Heat overtakes me, but I don’t let myself get swept away in the fire. I close my eyes as he kisses my neck, just below my ear.

“Put those masculine wiles away,” I say with every ounce of strength I have. “The car will be here any minute.”

He grumbles something about the car waiting. I expect him to kiss me, but he is almost obnoxiously respectful of whatever boundaries I give him. I’ll need to watch my mouth around him so I don’t unwittingly make a joke—no kissing on days that end in -y!—just to have him take me too literally.

Ugh. What a green flag.

He hooks his fingers into my belt loops, tugging me forward. I stand on my tiptoes and let my lips graze his.

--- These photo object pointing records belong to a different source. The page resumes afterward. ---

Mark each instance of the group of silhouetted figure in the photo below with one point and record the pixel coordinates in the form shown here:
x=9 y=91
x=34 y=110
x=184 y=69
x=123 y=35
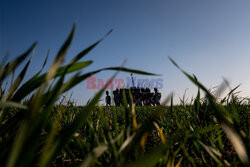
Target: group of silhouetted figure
x=139 y=96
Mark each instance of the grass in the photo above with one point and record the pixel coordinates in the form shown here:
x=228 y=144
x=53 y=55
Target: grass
x=35 y=130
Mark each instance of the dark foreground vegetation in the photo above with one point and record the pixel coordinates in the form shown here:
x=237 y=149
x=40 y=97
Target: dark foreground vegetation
x=37 y=131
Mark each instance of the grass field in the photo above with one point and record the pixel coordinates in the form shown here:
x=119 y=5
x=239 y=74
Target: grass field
x=37 y=130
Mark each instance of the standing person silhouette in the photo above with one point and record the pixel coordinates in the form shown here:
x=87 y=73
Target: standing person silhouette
x=108 y=99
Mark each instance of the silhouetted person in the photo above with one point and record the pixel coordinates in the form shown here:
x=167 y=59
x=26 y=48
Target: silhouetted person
x=108 y=99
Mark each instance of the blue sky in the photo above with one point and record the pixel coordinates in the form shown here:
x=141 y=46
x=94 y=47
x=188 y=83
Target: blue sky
x=209 y=38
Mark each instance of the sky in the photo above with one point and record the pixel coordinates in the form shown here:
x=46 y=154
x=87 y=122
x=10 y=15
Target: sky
x=208 y=38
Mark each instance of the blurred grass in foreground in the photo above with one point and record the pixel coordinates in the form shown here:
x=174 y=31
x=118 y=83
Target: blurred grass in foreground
x=35 y=131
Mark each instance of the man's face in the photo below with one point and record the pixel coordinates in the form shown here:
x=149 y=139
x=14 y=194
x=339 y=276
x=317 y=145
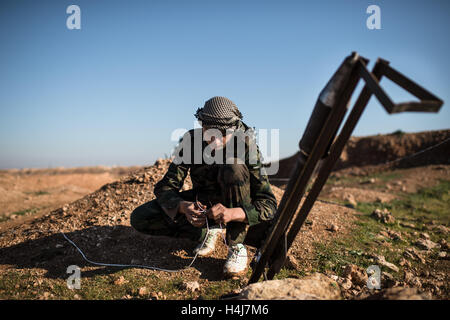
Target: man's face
x=216 y=138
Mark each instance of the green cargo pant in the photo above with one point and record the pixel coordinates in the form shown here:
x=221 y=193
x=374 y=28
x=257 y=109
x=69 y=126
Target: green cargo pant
x=234 y=184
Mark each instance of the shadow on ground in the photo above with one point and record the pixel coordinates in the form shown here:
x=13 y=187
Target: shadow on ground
x=106 y=244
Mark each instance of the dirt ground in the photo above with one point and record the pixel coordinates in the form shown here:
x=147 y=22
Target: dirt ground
x=29 y=193
x=339 y=234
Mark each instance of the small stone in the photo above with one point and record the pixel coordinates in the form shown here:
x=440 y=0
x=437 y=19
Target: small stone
x=444 y=245
x=356 y=274
x=291 y=262
x=442 y=229
x=333 y=228
x=142 y=291
x=351 y=201
x=425 y=236
x=191 y=286
x=425 y=244
x=119 y=281
x=383 y=216
x=382 y=261
x=408 y=225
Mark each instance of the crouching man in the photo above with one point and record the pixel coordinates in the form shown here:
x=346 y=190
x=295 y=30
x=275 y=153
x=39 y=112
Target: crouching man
x=230 y=193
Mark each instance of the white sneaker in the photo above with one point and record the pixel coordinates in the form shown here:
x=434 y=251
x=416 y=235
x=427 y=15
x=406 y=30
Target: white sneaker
x=237 y=261
x=209 y=243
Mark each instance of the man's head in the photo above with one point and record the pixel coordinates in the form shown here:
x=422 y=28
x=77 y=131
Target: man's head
x=219 y=117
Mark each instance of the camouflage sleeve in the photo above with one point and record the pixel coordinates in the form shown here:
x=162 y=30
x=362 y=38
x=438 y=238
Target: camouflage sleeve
x=264 y=204
x=167 y=189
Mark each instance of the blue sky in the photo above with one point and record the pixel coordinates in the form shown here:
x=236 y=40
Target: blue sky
x=113 y=92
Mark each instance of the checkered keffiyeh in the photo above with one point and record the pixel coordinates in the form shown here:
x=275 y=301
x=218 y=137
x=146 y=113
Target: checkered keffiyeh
x=219 y=113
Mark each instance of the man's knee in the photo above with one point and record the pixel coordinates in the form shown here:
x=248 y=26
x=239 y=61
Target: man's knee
x=235 y=174
x=141 y=217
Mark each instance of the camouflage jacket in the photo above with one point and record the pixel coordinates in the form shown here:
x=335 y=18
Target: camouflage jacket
x=262 y=206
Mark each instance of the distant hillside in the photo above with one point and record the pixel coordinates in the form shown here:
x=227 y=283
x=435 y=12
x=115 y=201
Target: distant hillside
x=374 y=150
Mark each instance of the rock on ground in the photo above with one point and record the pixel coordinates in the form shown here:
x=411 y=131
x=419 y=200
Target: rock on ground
x=314 y=287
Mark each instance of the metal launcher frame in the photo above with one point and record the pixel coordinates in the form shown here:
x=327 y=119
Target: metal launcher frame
x=320 y=141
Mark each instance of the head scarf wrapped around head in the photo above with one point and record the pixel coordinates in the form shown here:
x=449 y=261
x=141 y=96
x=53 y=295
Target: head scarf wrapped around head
x=219 y=113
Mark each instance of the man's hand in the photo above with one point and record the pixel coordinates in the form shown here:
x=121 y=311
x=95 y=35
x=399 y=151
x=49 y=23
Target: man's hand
x=221 y=214
x=193 y=214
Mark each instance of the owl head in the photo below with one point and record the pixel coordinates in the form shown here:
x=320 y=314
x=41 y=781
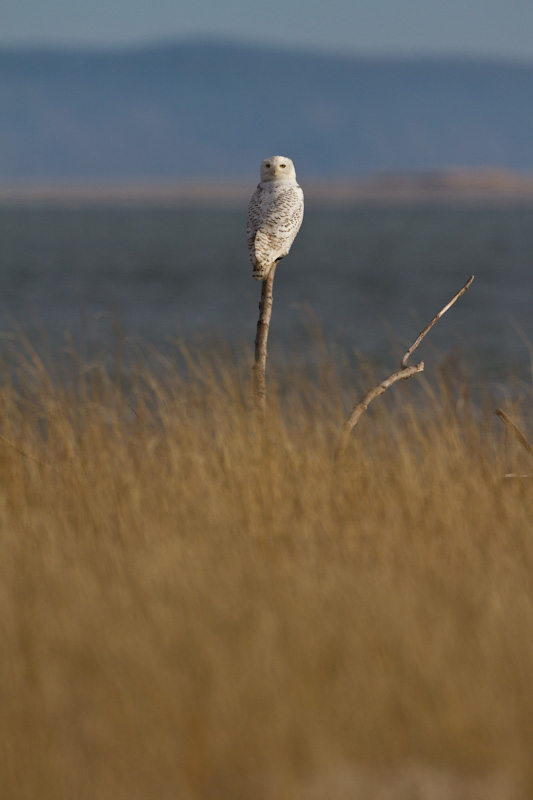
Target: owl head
x=277 y=168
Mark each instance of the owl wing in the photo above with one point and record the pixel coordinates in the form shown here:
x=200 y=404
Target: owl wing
x=283 y=220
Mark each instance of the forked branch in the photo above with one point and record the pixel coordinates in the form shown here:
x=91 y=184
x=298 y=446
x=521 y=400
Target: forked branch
x=402 y=374
x=261 y=339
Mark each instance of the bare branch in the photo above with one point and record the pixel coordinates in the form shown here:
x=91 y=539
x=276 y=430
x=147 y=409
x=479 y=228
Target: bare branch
x=434 y=321
x=515 y=430
x=403 y=373
x=261 y=339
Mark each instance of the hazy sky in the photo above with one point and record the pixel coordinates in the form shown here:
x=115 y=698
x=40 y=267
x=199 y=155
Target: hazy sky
x=474 y=27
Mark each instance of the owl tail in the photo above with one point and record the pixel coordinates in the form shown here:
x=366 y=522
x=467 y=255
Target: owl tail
x=260 y=272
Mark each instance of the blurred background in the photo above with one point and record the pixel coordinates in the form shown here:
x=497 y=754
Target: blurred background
x=131 y=140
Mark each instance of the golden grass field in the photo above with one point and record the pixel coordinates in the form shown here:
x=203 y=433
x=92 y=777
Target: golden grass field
x=191 y=611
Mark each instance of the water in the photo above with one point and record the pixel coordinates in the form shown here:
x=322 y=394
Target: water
x=371 y=278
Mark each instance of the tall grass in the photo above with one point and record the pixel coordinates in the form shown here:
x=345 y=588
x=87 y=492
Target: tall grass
x=192 y=611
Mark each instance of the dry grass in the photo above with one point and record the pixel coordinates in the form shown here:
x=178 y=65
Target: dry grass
x=190 y=613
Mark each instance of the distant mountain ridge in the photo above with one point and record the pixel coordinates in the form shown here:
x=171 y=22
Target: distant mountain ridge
x=211 y=110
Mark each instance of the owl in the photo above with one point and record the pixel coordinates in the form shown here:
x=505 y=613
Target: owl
x=275 y=214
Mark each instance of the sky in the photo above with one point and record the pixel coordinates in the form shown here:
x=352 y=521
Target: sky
x=500 y=28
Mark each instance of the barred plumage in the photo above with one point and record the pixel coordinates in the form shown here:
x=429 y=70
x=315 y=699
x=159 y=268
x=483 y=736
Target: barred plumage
x=275 y=214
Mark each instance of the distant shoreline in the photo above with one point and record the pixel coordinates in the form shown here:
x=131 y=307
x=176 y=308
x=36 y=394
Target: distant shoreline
x=483 y=186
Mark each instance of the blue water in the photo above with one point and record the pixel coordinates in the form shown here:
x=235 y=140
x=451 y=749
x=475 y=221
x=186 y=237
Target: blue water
x=370 y=278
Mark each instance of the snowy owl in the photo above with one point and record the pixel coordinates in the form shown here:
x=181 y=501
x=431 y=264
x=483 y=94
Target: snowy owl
x=275 y=214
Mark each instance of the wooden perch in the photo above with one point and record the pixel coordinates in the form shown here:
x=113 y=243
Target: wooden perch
x=402 y=374
x=261 y=339
x=515 y=430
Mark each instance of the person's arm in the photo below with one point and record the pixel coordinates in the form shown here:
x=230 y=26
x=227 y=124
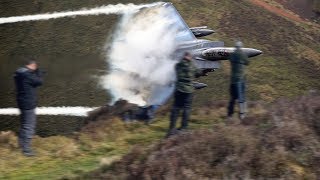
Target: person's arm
x=35 y=79
x=245 y=60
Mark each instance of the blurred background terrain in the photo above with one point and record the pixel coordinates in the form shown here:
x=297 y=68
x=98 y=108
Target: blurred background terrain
x=72 y=51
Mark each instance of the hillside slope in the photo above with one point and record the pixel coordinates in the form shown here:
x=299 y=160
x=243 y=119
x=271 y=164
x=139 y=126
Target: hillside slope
x=71 y=50
x=281 y=143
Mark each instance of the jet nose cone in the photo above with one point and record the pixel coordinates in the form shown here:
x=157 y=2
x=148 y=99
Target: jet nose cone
x=253 y=52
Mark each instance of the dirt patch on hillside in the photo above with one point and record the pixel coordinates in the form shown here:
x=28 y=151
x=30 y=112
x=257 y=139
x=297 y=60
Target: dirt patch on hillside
x=278 y=11
x=304 y=8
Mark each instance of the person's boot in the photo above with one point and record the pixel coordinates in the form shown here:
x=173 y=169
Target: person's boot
x=28 y=153
x=26 y=149
x=172 y=132
x=242 y=109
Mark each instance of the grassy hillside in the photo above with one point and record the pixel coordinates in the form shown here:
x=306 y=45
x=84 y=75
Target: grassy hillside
x=280 y=143
x=71 y=50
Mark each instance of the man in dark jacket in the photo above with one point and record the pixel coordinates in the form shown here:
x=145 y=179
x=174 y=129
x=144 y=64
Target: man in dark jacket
x=186 y=72
x=238 y=62
x=27 y=79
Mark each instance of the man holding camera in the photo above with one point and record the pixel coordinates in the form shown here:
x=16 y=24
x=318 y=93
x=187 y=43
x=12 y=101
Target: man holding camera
x=27 y=79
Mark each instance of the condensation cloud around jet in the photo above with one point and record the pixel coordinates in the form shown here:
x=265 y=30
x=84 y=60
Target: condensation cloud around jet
x=141 y=56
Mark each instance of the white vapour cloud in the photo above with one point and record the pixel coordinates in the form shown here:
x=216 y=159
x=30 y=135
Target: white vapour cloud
x=109 y=9
x=140 y=58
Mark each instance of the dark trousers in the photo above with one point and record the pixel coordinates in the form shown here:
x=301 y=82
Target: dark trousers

He pulls me in for a kiss, but then a phone alarm goes off, and he releases me with a groan.

“You are more tempting than water in a desert.”

I smile and walk out of the bathroom, and Patty follows. I lean down to get my bag, but Patty moves my arm and takes it—ever the grumpy gentleman.

He really is all green flags.

The bus isn’t fixed yet, but the mechanic takes a break so the Country Soul Sisters—Annie and Miranda Ray—and I can do our interview. The women are huge social media influencers and early fans of my work. So early and so influential, in fact, that I did a “stitch” post early on using one of their videos. When they reposted it, it took off and finally made one of my songs go viral, after a year of my laboring in obscurity.

To say that I want to keep these women happy is putting it mildly.

Which is why it’s driving me uniquely crazy how much they’re talking about someone else in this interview.

And for the first time in my life, I wish it was Winona.

“I keep seeing one name pop up on every one of your posts. A fan who has quite the fandom,” Annie says in a light Missouri accent. Her denim jacket and faded rust tee with the Country Music Soul Sisters logo are the perfect blend of country glam and vintage. She purses her lips—making her burnt-orange lipstick pop against her cool brown skin—and her eyes crinkle at the corners in a conspiratorial smile.

“Any guess who that might be?”

“My momma?” I ask, pretending I don’t know exactly who she’s talking about.

“Nice try,” Miranda says. She’s the edgier of the two, rocking a sleeveless denim romper with flared legs and a deep V-neck. Her teal leather cowboy boots add a bold pop, while a red scarf tied around her locs gives her a vintage flair—making her a favorite among their younger fans. The two are the granddaughters of a famous Black country star who was big in the ’70s, and they have voices that could easily launch music careers of their own.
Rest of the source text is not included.